= Blue Star Kachina =

Supposed Hopi prophecy

In Frank Waters's writings on Hopi mythology, the Blue Star Kachina or Saquasohuh, is a kachina or spirit, that will signify the coming of the beginning of the new world by appearing in the form of a blue star. The Blue Star Kachina is said to be the ninth and final sign before the "Day of Purification", described as an apocalypse or a "world engulfing cataclysm" that will lead to the destruction of the world. Author Jason Colavito investigated this prophecy and found no reference to it before the late twentieth century.

== Overview ==
According to Hopi legend as reported by writer Frank Waters, at the beginning of time, Taiowa the Creator created his nephew, Sótuknang, to construct places for life. Out of the nothingness, Sótuknang created nine universes or worlds: one for Taiowa, one for himself, and seven others for additional life. The first three of these worlds, Tokpela, Tokpa and Kuskurza, have already been inhabited and subsequently destroyed due to the corruption and wickedness of man. Each time one of the worlds is destroyed, the faithful Hopi are taken underground and saved from destruction to later emerge and populate the next world. According to Waters' books, which were written in the 1960s, Hopis believe that humanity is currently residing in the fourth world, Túwaqachi. Like the previous worlds, Túwaqachi is also prophesied to be destroyed because of the corruption of humanity.

===The final sign===
The ninth and final sign of destruction is described by White Feather (via Waters) as, "You will hear of a dwelling-place in the heavens, above the earth, that shall fall with a great crash. It will appear as a blue star. Very soon after this, the ceremonies of my people will cease". This idea of the Blue Star Kachina marking the end of all Hopi rituals is reflected in Waters' book, Book of the Hopi, in which he states, "The end of all Hopi ceremonialism will come when a kachina removes his mask during a dance in the plaza before uninitiated children." This absence of Hopi ceremonialism will coincide with the destruction of the fourth world. Waters suggested that World War III will begin and the United States will be ripped apart by war, leaving only the Hopis and their homeland intact. The war of the end of the world is described by Waters as "a spiritual conflict with material matters".

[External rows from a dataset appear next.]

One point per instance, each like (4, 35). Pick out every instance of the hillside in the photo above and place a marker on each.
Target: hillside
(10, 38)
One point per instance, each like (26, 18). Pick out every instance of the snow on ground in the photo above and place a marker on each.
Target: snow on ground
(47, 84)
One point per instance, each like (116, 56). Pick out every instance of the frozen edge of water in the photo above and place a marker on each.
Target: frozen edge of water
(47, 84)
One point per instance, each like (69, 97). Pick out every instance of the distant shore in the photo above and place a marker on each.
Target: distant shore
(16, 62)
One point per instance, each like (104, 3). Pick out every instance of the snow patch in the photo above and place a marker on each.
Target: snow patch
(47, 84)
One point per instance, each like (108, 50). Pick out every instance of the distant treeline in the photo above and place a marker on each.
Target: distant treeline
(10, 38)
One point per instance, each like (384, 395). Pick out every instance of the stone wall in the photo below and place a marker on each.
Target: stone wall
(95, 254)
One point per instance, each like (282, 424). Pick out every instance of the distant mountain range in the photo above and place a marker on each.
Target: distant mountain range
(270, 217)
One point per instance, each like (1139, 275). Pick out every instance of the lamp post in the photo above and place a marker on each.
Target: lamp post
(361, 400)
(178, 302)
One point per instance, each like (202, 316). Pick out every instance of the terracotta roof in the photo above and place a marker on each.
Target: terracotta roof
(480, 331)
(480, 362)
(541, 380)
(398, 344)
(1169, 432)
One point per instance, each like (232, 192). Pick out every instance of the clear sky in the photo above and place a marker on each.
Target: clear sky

According to Hopi prophecy (as reported by Waters), shortly after the Blue Star Kachina is visible to all and the Day of Purification is realized, the True White Brother will come to earth in search of Hopi "who steadfastly adhere to their ancient teachings". It is said that if the True White Brother fails in his mission and is unable to find uncorrupted men and women, that the earth will be completely destroyed and none will be spared. However, if successful in bringing the symbols and finding those who still follow the true Hopi way of life, the world will be created anew and all the faithful will be saved from destruction.

==Criticism==

Author Jason Colavito was not able to find any reference to the name "Blue Star Kachina" before Frank Water's "Book of the Hopi" in 1963. He concludes that it is probably a late twentieth century invention.

In Colavito's article, he found that the earliest mention of the nine signs that are now associated with the "Blue Kachina" is to a Methodist pastor David Young who picked up a Hopi hitchhiker White Feather in 1958, and then wrote a pamphlet based on his memories of what they said. Colavito wrote:

"The strong Christian apocalyptic themes in the prophecy make plain that Young was likely far more than the mere transmitter of the prophecies"

Although there was evidence these were circulated in pamphlets in 1959, the earliest printed mention Colavito found of them is in 1980 in "Rolling Thunder: The Coming Earth Changes" by Joey R. Jochmans.

The prophecies entered the "alternative mainstream" in 1987 in a new age event, the "Harmonic Convergence" when many gathered at Prophecy Rock at the Hopi mesas. But there were no Hopi participants and it was decried by Hopi elders.

There is evidence gathered by Armin Geertz that the Hopi "continuously recreate their prophecies to justify current conditions" (Colavito's words) and that all the prophecies were composed after the events they prophecy.